To better understand white gold and the difference between 14k and 18k white gold, it's important to first have a grasp on gold and its purity. As we've previously discussed, the unit used to measure the purity of gold is karat, with 24 karat gold being the purest form (99.99% pure). One karat contains 1/24 pure gold, or about 4.17% pure gold, and a piece with a higher karat amount has a higher gold content.
While pure 24 karat gold has a brilliant yellow color, it is quite soft, which makes it unsuitable for use in jewelry. To make it more durable for jewelry, especially for bridal rings, it is typically alloyed, or mixed, with other metals, creating lower karat golds like 14k or 18k.
The image below you can see the color difference between a solid gold coin and a solid 14k rose gold band.
14k gold contains about 58% pure gold; the remaining 42% is an alloy of metals such as silver and copper.
18k gold contains about 75% pure gold; the remaining 25% is the alloy.
Now that we have a basic understanding of gold, its purity, and its alloys, let's compare how 14k and 18k white gold measure up.
Gold is a sought-after material in jewelry making because of its flexibility and malleable. However, the higher the concentration of pure gold in a piece of jewelry, the more prone it is to scratches and bending. For example, an 18k white gold ring is less durable than a 14k white gold ring and requires careful handling. To create jewelry that can withstand daily use, gold must be mixed with other more durable metals, thus creating a metal alloy.
Of note: White gold jewelry is distinct from rose gold or yellow gold jewelry. This is because white gold jewelry is coated with a layer of rhodium, which provides an additional layer of protection. Thanks to this extra layer of protection, an 18k white gold ring will not wear out as easily as an 18k rose gold or yellow gold ring.
Purity & Appearance
The term “white gold” is a bit of a misnomer due to the fact pure gold is actually yellow; there is no such thing as “white” or “rose” natural gold. Since pure gold is naturally yellow, the white sheen of white gold is achieved by first alloying the gold with other metals such as silver and nickel. Mathematically, 14k white gold contains about 58% pure gold and 42% silver and nickel alloys while 18k white gold contains about 75% pure gold and 25% silver and nickel alloys.

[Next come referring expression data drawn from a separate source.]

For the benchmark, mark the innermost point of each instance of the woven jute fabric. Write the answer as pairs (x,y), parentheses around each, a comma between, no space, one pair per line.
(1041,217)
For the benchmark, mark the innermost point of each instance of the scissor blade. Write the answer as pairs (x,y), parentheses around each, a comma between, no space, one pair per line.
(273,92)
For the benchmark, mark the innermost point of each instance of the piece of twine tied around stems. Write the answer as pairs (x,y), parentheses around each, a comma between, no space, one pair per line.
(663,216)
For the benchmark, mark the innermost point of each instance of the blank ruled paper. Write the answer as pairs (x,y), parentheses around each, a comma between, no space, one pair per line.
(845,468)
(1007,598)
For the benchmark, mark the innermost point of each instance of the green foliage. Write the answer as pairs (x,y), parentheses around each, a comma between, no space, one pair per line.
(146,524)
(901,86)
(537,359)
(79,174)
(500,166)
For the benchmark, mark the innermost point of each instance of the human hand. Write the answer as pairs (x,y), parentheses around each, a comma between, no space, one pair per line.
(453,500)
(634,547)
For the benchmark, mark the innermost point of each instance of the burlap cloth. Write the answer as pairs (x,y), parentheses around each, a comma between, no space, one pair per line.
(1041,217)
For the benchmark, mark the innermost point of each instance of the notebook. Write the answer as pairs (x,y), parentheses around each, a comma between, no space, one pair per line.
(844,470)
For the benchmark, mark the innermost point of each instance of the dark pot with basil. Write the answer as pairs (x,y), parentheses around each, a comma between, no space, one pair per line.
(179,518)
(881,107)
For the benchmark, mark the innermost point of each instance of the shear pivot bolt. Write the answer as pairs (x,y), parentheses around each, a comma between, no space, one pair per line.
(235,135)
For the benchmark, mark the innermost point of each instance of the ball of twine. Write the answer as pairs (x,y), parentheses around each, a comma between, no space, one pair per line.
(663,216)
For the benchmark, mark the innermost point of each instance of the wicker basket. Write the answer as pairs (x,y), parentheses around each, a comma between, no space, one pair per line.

Below you can see the band castings in 14k and 18k white gold:
As you can see, at the casting stage 14k and 18k white gold are still quite yellowish, with the 18k white gold casting being more yellowish than 14k white gold casting.
Below you can see the same 14k and 18k white gold leaf bands after polishing, but without the rhodium plating yet.
Again, you can see the white gold rings still have quite a yellowish hue with the 18k white gold ring showing more yellow than the 14k white gold ring. The next step will be where the white in white gold really comes to light.
After alloying pure gold with alloys to achieve a white tone, the next step is plating the white gold ring with rhodium. Rhodium is a durable element that has a silver/white color that is very shiny and dazzling. To achieve the whitest possible finish in a white gold piece, especially pieces with higher karat of pure gold, it is rhodium plated to counteract the yellow of the pure gold.
Below is the final step in making white gold rings. Both leaf bands in 14k and 18k white gold are rhodium plated (or dipped).
As you can see, now both white gold rings have that signature white color that white gold lovers adore. Despite the karat difference of 14k and 18k white gold, both rings have an almost identical appearance.
La More Design offers the option of creating engagement rings and wedding bands in either 14k, 18k gold, or platinum. We frequently receive inquiries from customers seeking guidance on which metal to select. However, the ultimate decision should always be based on personal preference, just like choosing a partner. We advise you to follow your heart and choose the ring that feels ideal for you.
Q: Does your white gold ring have to be re-dipped over time?
A: To maintain the pristine white appearance of your white gold ring, it will need to be periodically re-dipped or re-plated with rhodium. Over time, the rhodium plating will wear off, revealing the yellowish hue of the gold underneath. However, this is a sign that our jewelry at La More Design is made with genuine, solid gold. To put your mind at ease, we offer a free cleaning service, including re-plating your white gold ring(s) upon request, as part of our warranty.
Q: What is Rhodium?
A: Rhodium, with a current trading price of $12,850 per ounce as of July 11th, 2022, is the most expensive among all precious metals, surpassing gold's $1,750 per ounce and silver's $19.18 per ounce. Due to its rarity and high cost, solid jewelry made of rhodium is uncommon. Instead, it is commonly utilized as a coating for white gold or platinum jewelry to enhance their lustrous silver-white appearance and provide additional protection to these valuable items.
Would you prefer 14k or 18k white gold for your dream ring?